Good family of companies
November 18, 2010
Page 4 of 5


Week of August 23 – A professional surveyor surveys the locations of the monitoring wells
that had been installed to date, at the expense of the GFoC. He also surveys the elevations
of the top of the PVC casing in each well. (This is customary in the monitoring well business
– it then allows Reynolds to take the depth-to-water data that are routinely collected in each
well and convert it to water elevation data. This information will then determine where the
water table is high and low, as well as the direction of ground water flow.)

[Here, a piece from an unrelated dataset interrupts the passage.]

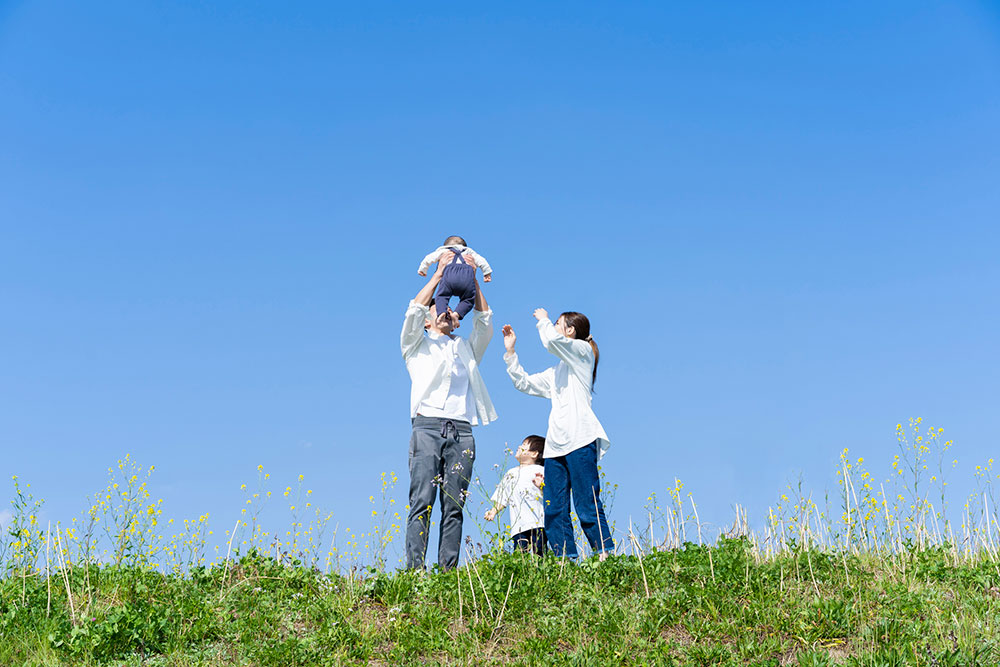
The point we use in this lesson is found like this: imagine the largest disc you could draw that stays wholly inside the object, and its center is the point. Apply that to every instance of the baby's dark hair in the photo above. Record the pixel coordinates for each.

August 25 – Reynolds’ crew drills and takes samples on the gravel pit property to test for
use as a potential wellfield.

August 26 – Reynolds’ crew installs and takes samples at monitoring wells F & G located on
Rod Good’s farm field south of the Good facility, northwest of the railroad tracks.

Week of August 30
Reynolds’ crew drills “interceptor” well and cluster wells at sites A and E.

End of August – Both piles were fully covered by the end of August. Again, Cargill and
Central Salt are responsible for covering their respective salt piles to protect the salt from
the elements.

September 1 – Reynolds submits “interceptor” work plan to the OEPA, removed an existing
pump from Klapper well, installed a temporary pump at the Klapper well and took samples at
the Klapper well.

September 2 – Reynolds collects water levels from monitoring wells.

September 9 – Reynolds collects water levels from monitoring wells and installed a water
level recorder in monitoring well A.

September 13 – Reynolds meets with the OEPA on behalf of Rod Good to discuss various
issues related to discharge permitting. Reynolds submits “rate and extent” work plan to
Ohio EPA.

September 15 – Reynolds collects water levels data from monitoring wells and Village of
Camden wells.

September23 – Reynolds collects water levels data from monitoring wells.

September 30 – Reynolds collects water levels data from monitoring wells and Village of
Camden wells.

October 1 – Reynolds installs TV camera to monitor the inside of the Klapper well.

October 4 & 5 – Reynolds conducts a 24-hour pumping test at the Klapper well.
Good family of companies
November 18, 2010
Page 5 of 5


October 7 – Rod Good, his attorneys and members of the Reynolds’ team meet with the
OEPA to discuss status and collaborate on the best course of action to remedy the water
problem as quickly as possible.

October 8 through current – Reynolds continues to collect weekly water level data from
monitoring and interceptor wells.

October 21 – Reynolds meets with the OEPA representatives in a technical session to
discuss work plan issues.

October 28 – The OEPA tells the Village that they can tap into the Klapper well. Rod’s
companies will be paying to connect the well to Camden’s water supply as an interim
measure until the Village’s water system can be connected to a new wellfield.

November 17/18 – Klapper well approved by OEPA. New water source goes online.